Das Erbe – Ein Name, der von deutscher Herkunft zeugt

Von Richard Guth

Wie schon so oft, begann es mit einem Facebook-Kommentar. Darin wies die Autorin auf die schwäbische Herkunft seines Vaters hin. Grund genug, um Kontakt mit der Dame, die seit Jahren in Australien lebt Kontakt aufzunehmen. Susanne, Zsuzsanna Háromszéki-Pencz heißt sie und stellte sich bereitwillig meinen Fragen.
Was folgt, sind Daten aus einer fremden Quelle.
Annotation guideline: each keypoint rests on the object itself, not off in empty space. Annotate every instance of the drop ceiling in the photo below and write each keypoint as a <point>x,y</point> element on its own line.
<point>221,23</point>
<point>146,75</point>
Im Mittelpunkt stand dabei der Name Pencz, den sie immer noch stolz dranhängt, wie sie sagt „als Zeichen der Ehrerbietung dem Vater, den Vätern gegenüber”. Denn ihr bürgerlicher Name ist Háromszéki, ein Name, den der Vater, der nach Budapest zog und sich gezwungen sah, einen madjarischen anzunehmen, um voranzukommen, anstelle Pencz ab dem letzten Kriegsjahr trug. Frau Háromszéki-Pencz berichtete, dass ihr Vater 1899 in Kerekegyháza bei Ketschkemet geboren wurde, in einer schwäbischen Familie. Sie betrieben eine Kneipe im Ort. Das Dorf, so auch auf Wikipedia nachzulesen, wurde von Deutschen und Madjaren aus den umliegenden Dörfern besiedelt und trug den Spitznamen „Kukália”, „Stummhausen”. Warum? So erinnert sich Frau Háromszéki-Pencz an die Legende: Nachdem das Dorf besiedelt wurde, ging die Kommission von Haus zu Haus, um nachzuschauen, wie gut sich die Schwaben eingelebt haben. Die ungarischen Fragen verstanden die Schwaben nicht, woraufhin die Kommission feststellte: Hier wohnten nur „kukák”, also Stumme. Daher der Spitzname „Kukália”, angeleht an „Kerekegyháza”.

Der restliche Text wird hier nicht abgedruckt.